Erst spät hat der gerade zum neuen US-Präsidenten gewählte Donald Trump seinen großen Aufritt in Ava DuVernays Dokumentarfilm 13th. Es ist eine eindrückliche Montage, die bereits vor einigen Wochen als Clip durch die Facebook- und Twitter-Feeds geisterte. Zu sehen ist jene Wahlkampfrede, während der schwarze Aktivisten von der aufgeputschten Trump-Meute unsanft aus dem Saal entfernt wurden. Trump begleitete die Übergriffe rhetorisch, sprach von den „guten alten Zeiten“, in denen man noch wusste, wie man mit „solchen Leuten“ umgeht, von Zeiten, in denen solche Leute nicht auf ihren Beinen, sondern auf einer Bahre den Saal verlassen hätten. DuVernay schneidet zwischen diesen Vorfall Archivaufnahmen aus der frühen Phase der Bürgerrechtsbewegung: Aufnahmen eines Schwarzen, der auf der Straße von weißen Passanten herumgeschubst und geschlagen, schließlich regelrecht gejagt wird. Good ol’ days.

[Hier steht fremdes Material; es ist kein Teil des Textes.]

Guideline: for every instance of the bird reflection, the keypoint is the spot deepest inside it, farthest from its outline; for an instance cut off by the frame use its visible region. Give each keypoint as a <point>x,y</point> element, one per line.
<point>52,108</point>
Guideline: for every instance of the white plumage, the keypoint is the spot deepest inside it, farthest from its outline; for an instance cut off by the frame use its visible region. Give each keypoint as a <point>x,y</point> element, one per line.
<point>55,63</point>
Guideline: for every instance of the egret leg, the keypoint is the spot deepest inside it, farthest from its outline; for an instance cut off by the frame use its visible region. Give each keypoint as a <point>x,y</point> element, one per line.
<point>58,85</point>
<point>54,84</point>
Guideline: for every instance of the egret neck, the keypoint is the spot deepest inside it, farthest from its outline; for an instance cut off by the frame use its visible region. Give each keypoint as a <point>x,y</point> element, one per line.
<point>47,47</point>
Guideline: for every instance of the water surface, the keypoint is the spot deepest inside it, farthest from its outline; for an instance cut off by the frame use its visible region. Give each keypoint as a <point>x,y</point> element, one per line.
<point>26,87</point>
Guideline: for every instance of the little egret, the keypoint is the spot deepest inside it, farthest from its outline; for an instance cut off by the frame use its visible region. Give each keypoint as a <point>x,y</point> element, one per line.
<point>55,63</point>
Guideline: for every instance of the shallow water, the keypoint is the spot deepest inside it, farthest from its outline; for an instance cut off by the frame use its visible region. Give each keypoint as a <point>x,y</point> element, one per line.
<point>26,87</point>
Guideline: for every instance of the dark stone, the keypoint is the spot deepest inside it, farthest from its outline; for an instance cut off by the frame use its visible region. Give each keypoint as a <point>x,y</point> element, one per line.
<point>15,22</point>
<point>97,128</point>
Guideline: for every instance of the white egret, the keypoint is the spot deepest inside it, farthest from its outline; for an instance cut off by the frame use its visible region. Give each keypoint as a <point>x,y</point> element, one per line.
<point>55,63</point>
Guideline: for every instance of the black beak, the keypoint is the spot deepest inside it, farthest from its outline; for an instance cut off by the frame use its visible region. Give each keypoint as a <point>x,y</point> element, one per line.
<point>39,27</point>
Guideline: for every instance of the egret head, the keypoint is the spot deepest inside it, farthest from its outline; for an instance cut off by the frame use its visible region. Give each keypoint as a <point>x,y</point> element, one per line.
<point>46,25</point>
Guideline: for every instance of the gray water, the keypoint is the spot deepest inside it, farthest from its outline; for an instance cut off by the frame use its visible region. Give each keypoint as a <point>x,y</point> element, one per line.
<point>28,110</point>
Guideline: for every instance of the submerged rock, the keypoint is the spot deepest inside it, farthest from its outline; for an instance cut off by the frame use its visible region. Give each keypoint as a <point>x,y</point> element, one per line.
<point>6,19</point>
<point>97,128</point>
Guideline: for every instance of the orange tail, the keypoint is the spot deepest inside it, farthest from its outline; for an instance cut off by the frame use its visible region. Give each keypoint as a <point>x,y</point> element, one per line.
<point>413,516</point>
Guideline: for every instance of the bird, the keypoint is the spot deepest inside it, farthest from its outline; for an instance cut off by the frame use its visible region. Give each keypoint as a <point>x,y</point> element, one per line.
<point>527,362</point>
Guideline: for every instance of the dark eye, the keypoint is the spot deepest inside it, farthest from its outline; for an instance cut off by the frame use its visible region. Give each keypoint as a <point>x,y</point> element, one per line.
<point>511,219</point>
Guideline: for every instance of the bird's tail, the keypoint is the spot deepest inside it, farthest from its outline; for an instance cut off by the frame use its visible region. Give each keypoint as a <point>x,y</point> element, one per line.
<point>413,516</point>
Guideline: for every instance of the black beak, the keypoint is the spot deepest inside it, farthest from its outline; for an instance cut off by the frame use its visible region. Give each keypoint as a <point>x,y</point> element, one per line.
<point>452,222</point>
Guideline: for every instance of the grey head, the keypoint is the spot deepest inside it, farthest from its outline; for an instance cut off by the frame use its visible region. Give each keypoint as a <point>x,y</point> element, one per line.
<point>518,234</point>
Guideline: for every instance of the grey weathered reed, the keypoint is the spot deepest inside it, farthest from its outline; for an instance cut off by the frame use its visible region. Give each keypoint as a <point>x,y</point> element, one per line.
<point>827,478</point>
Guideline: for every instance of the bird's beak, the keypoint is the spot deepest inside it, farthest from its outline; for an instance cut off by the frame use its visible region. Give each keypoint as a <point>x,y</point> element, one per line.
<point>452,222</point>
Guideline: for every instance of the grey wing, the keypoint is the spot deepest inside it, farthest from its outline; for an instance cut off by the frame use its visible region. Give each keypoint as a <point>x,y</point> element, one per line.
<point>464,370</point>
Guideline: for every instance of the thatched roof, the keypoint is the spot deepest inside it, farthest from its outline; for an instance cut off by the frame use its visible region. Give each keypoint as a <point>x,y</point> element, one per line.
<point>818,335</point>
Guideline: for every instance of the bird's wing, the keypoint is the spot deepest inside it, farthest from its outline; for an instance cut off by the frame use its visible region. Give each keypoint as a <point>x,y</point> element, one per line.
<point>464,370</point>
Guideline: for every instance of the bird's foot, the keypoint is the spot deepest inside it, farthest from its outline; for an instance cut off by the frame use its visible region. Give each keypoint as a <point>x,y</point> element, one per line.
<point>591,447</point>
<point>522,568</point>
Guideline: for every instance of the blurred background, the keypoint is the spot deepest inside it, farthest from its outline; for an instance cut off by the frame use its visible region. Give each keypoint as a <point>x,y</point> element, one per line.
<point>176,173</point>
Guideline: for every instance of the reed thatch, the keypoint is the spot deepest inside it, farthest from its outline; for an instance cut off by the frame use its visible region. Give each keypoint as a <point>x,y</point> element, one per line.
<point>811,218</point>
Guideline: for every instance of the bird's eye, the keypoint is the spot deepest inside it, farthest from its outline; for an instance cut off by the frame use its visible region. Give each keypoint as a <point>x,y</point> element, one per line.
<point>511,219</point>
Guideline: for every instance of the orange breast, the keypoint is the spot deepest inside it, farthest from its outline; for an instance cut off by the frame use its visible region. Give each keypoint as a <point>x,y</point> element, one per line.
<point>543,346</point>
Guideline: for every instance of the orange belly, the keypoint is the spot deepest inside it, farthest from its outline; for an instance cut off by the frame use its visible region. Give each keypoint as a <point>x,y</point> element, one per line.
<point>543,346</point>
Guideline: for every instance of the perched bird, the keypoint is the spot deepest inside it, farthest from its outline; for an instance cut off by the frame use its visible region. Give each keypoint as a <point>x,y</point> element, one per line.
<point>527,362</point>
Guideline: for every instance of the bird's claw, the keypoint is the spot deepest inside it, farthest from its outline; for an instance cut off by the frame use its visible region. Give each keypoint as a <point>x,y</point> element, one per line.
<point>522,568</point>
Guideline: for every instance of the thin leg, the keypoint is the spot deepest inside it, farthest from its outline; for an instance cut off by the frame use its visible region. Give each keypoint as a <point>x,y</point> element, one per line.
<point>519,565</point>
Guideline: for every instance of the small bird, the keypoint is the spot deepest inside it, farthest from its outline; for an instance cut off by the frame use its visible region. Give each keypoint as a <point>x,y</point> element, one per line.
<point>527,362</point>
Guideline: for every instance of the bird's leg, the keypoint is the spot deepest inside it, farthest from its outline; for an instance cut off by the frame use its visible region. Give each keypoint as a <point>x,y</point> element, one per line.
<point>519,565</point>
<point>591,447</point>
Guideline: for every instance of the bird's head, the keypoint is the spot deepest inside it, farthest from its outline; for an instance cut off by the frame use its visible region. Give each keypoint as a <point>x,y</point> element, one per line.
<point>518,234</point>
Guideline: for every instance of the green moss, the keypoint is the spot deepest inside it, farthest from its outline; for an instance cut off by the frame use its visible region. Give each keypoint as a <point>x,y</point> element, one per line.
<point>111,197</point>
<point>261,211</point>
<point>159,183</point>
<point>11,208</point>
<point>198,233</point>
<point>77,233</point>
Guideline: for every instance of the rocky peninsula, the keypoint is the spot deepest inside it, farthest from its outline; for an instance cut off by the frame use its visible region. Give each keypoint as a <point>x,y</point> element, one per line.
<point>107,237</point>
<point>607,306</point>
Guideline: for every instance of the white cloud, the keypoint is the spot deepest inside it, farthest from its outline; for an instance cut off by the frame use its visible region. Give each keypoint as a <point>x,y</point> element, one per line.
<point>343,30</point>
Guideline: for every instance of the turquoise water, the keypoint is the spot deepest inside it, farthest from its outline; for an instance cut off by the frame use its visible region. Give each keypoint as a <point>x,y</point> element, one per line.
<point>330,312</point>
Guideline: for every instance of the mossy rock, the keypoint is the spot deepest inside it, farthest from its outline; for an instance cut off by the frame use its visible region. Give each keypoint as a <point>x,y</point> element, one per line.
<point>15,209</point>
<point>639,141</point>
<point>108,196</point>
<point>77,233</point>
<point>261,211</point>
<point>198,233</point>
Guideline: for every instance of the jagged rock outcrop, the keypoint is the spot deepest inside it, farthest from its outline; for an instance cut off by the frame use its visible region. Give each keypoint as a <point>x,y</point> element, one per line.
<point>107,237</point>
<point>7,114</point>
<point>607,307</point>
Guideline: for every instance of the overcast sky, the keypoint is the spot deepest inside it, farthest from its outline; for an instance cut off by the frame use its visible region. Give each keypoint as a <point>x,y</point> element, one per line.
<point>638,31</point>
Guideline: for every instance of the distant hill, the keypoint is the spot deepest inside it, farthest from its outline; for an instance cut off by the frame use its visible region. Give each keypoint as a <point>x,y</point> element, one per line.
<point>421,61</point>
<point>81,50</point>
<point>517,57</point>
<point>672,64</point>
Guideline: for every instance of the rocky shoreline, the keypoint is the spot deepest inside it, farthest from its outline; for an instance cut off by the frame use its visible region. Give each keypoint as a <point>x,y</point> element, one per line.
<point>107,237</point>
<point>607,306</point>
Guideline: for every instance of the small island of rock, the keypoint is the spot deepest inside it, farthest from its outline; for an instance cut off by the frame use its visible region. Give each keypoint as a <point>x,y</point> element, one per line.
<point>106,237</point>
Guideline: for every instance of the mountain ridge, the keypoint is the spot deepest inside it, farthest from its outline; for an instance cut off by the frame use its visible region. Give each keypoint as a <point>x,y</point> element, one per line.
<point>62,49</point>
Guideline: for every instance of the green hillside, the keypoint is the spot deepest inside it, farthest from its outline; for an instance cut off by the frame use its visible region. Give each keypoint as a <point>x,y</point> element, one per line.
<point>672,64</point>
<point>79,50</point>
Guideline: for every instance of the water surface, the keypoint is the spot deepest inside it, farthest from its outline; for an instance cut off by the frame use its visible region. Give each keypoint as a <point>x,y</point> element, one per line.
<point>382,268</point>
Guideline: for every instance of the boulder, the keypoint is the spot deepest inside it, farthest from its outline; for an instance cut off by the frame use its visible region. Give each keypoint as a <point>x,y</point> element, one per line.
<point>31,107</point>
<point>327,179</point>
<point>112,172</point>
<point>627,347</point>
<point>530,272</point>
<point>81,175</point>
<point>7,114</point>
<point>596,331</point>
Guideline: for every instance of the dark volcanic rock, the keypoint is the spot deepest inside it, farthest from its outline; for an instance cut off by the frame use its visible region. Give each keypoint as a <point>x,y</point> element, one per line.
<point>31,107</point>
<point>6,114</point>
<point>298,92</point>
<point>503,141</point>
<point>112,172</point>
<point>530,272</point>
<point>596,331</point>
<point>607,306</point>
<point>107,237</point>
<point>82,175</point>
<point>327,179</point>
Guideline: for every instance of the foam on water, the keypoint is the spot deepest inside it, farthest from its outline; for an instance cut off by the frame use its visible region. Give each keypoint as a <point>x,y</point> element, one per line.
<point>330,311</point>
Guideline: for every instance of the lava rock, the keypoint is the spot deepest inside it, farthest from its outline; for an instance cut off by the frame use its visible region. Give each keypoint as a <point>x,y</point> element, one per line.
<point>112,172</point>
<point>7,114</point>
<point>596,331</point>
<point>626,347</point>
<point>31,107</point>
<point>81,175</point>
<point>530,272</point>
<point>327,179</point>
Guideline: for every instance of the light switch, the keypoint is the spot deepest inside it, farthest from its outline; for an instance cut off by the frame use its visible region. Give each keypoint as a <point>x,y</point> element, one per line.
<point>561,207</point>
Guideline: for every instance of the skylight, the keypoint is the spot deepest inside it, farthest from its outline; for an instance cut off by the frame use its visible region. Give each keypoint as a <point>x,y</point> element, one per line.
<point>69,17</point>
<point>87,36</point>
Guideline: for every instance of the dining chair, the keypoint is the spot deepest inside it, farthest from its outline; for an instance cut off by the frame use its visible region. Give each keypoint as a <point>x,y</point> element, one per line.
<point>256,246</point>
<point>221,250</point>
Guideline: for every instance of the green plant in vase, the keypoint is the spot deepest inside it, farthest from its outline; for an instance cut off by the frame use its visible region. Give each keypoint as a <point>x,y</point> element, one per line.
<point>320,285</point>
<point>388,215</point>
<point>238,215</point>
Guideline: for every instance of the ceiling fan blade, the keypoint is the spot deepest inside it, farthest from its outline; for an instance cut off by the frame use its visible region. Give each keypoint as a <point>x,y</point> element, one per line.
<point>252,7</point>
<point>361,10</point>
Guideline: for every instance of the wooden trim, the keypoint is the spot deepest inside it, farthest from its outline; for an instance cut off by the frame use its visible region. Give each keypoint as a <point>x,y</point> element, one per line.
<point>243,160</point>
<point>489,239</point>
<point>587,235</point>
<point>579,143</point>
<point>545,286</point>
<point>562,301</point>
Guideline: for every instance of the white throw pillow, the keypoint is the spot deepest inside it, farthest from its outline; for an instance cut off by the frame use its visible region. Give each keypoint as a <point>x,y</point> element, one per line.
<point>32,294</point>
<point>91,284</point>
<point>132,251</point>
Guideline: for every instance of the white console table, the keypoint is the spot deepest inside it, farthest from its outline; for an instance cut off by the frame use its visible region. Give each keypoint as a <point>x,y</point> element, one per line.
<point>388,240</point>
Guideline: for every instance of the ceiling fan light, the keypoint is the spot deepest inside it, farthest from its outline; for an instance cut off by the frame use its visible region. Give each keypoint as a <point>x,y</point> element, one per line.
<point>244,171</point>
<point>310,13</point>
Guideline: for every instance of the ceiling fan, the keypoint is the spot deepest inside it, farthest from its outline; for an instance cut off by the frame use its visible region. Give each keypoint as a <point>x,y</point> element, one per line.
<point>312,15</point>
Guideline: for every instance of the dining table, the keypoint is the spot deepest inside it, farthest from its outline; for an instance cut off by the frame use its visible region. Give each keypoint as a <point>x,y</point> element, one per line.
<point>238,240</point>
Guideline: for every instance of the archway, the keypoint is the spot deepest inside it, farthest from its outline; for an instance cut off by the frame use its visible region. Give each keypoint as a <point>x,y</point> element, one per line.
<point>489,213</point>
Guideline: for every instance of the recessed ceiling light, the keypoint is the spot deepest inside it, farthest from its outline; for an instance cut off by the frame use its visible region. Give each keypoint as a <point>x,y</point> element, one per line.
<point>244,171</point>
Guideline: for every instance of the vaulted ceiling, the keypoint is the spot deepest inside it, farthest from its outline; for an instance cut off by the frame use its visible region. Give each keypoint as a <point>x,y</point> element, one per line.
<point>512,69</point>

Die Sequenz ist auf eine Weise erschütternd, die über die übliche Trump-Empörung hinausgeht, weil die Montage eben nicht nur illustriert oder den unmenschlichen Hass mit seinen menschlichen Opfern konfrontiert, sondern weil sie das kollektive Gedächtnis der USA, auf das Trump hier zurückgreift, nicht nur zum Thema, sondern auch zum Bild macht. Trumps „good old days“ sind nicht nur nostalgische Verklärung eines großen Amerikas, sondern auch Sehnsucht nach einer Zeit, in der die „natürliche“ Verteilung gesellschaftlicher Positionen noch intakt war und durchgesetzt wurde. Trump spricht nicht offen über Rassen und Hautfarbe, benutzt kein N-Wort, schafft aber einen Rahmen, innerhalb dessen diese Dinge wieder sag- und denkbar werden – Dinge, die er selbst nicht sagen kann. Das ist das eigentlich Irritierende und Furchtbare an seinem Triumph, unabhängig davon, wie viele und welche seiner düsteren Vorhaben letztlich in Politik umgemünzt werden. Gefährlich sind nicht die irrationalen Ausbrüche und expliziten Beleidigungen eines einzelnen Verrückten, als der Trump so häufig dargestellt wird, sondern das Kalkül, mit dem er eben nicht explizit, sondern höchst subtil politische Affekte hervorbringt, die – wie es in Walter Benjamins berühmter Faschismus-Losung heißt – die Massen nicht zu ihrem Recht, sondern zu ihrem Ausdruck verhelfen; die ein diffuses Gefühl des Abgehängtseins in eine kollektive Ermächtigungsfantasie übersetzen.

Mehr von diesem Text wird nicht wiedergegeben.